By Sarah N. Lynch and Andrew Goudsward
WASHINGTON (Reuters) -U.S. Attorney General Pam Bondi on Friday fired several more Justice Department employees who worked for Special Counsel Jack Smith to investigate President Donald Trump’s retention of classified records and efforts to overturn the 2020 election, according to five people familiar with the matter.
About 20 lawyers, support staff and U.S. Marshals who worked on Smith’s probe were terminated, according to one of the sources.
At least two of the people fired were prosecutors who most recently worked in other U.S.
Attorneys’ offices in Florida and North Carolina, three of the sources told Reuters.
The Justice Department since January has been dismissing employees who worked on matters involving Trump or his supporters, citing Trump’s executive powers under the U.S.
Constitution.
A spokesperson for Smith did not immediately respond to a request for comment.
Fourteen attorneys who worked on Smith’s team were fired on January 27 because of work on cases against Trump, becoming some of the department’s earliest employees who were dismissed.
Department leadership told those attorneys in termination letters that they could not be trusted to carry out Trump’s agenda because of their work on Smith’s probe.
Including the people fired on Friday, at least 37 people who worked on Smith’s team have been terminated since Trump took office on January 20.
The Justice Department in recent months has also fired people who handled casework involving defendants who stormed the U.S. Capitol on January 6, 2021, in an attempt to block Congress from certifying President Joe Biden’s 2020 election win.
In late June, three prosecutors, one of whom had worked on cases involving the Proud Boys, were fired.
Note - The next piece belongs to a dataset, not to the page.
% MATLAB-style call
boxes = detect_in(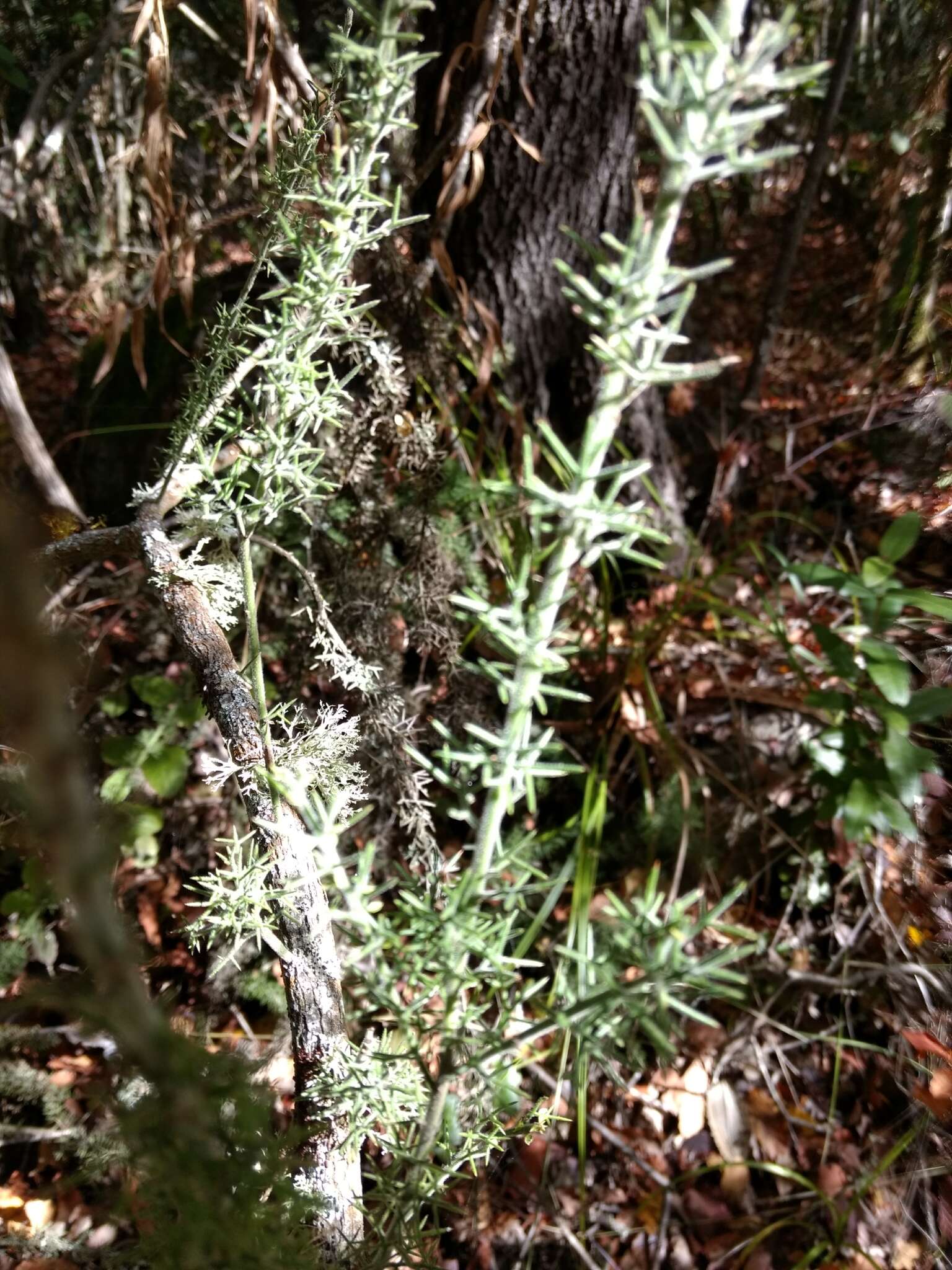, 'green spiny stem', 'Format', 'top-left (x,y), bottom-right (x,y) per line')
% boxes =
(471, 164), (694, 885)
(237, 512), (281, 818)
Earlier this month, Bondi also fired a career veteran of the department who served as a spokesperson for the U.S.
Attorney’s Office in Washington.
In late January, the Justice Department also fired probationary prosecutors who had worked on January 6 cases.
Smith brought two criminal cases against Trump in 2023, accusing him of illegally retaining national security documents and plotting to overturn his 2020 election defeat.
Both were dropped before Trump returned to office.